As the Christmas season draws near, my heart absolutely breaks for this family as they mourn the loss of Katherine.
Personally, this story brings back other painful memories of some of my own agricultural friends who have lost their lives due to tragic farm accidents.
Lagoons, mixer wagons, augers, livestock, spinning PT0s, heavy machinery or feed, steep hills, pesticides and fertilizers are just a few of the many dangers that lurk on every farm and ranch operation across the country. Combine these elements with inclement weather, stress, fatigue and the wrong split-second decision made, and it’s easy to see why agriculture is the most dangerous career field there is.
According to farm accident research conducted by the National Ag Safety Database (NASD), “Most traumatic injuries occur during interactions with machinery, especially tractors. Injuries also result from poor building design, electric power, livestock handling, and weather conditions. The activities that victims were most often performing when injured are machinery maintenance, fieldwork, and caring for animals.”

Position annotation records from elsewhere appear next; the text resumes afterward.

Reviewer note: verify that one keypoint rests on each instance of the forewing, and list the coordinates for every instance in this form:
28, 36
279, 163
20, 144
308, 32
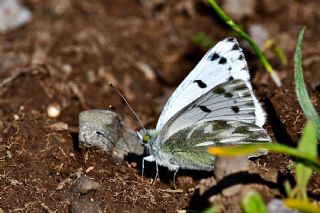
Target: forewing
222, 63
188, 147
231, 100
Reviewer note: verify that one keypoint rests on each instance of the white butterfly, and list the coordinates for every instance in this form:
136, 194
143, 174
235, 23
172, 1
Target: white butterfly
213, 106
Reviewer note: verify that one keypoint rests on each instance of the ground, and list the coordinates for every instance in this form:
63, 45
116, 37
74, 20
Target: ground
67, 55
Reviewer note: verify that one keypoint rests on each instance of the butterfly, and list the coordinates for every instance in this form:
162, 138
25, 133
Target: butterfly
213, 106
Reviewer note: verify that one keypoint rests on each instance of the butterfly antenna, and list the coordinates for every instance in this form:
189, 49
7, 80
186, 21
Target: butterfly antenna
125, 115
125, 100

The research describes the rates of all types of injuries, illnesses and fatalities that occur in production agriculture including respiratory disease, cancer, pesticide toxicity, dermatitis, musculoskeletal syndromes, noise-induced hearing loss, stress-related mental disorders and risks associated with large machinery and unpredictable livestock.
NASD also provides resources for youth education and ways to take extra precautions on the farm or ranch. Reference these materials by clicking here.

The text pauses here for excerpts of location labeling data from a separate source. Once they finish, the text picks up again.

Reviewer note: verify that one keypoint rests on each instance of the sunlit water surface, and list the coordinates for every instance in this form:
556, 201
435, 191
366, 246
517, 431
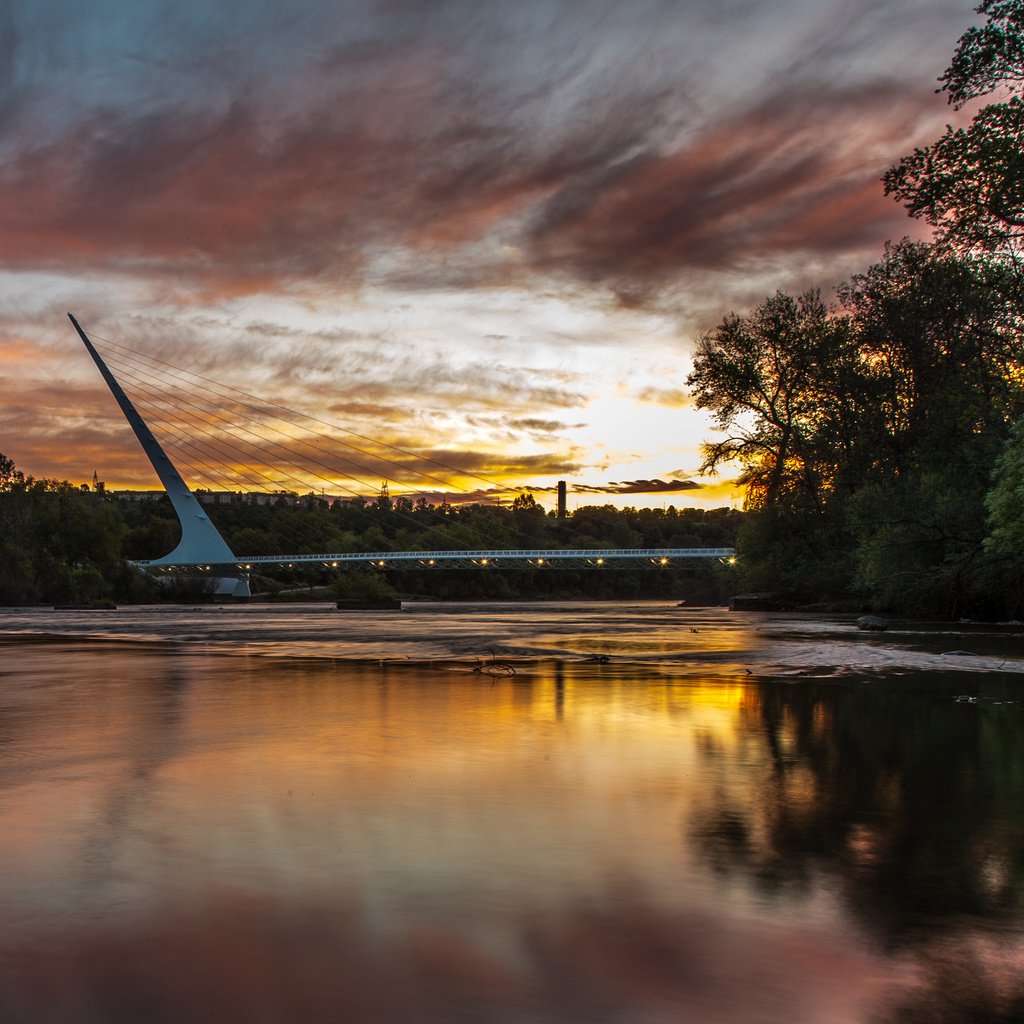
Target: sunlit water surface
522, 813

I’ll admit, I absolutely hate writing stories of this kind. I wish tragedies never struck in production agriculture. This loss of life is devastating and cruel.
However, I also feel that even though we may not all personally know the victim of this freak accident, her story serves as a sobering reminder that accidents happen in the blink of an eye.
Please, keep yourself and your loved ones safe this winter by taking extra precautions. The steps may seem tedious or time-consuming, but I promise you, we cannot over-emphasize the importance of farm safety enough.
The opinions of Amanda Radke are not necessarily those of beefmagazine.com or Farm Progress.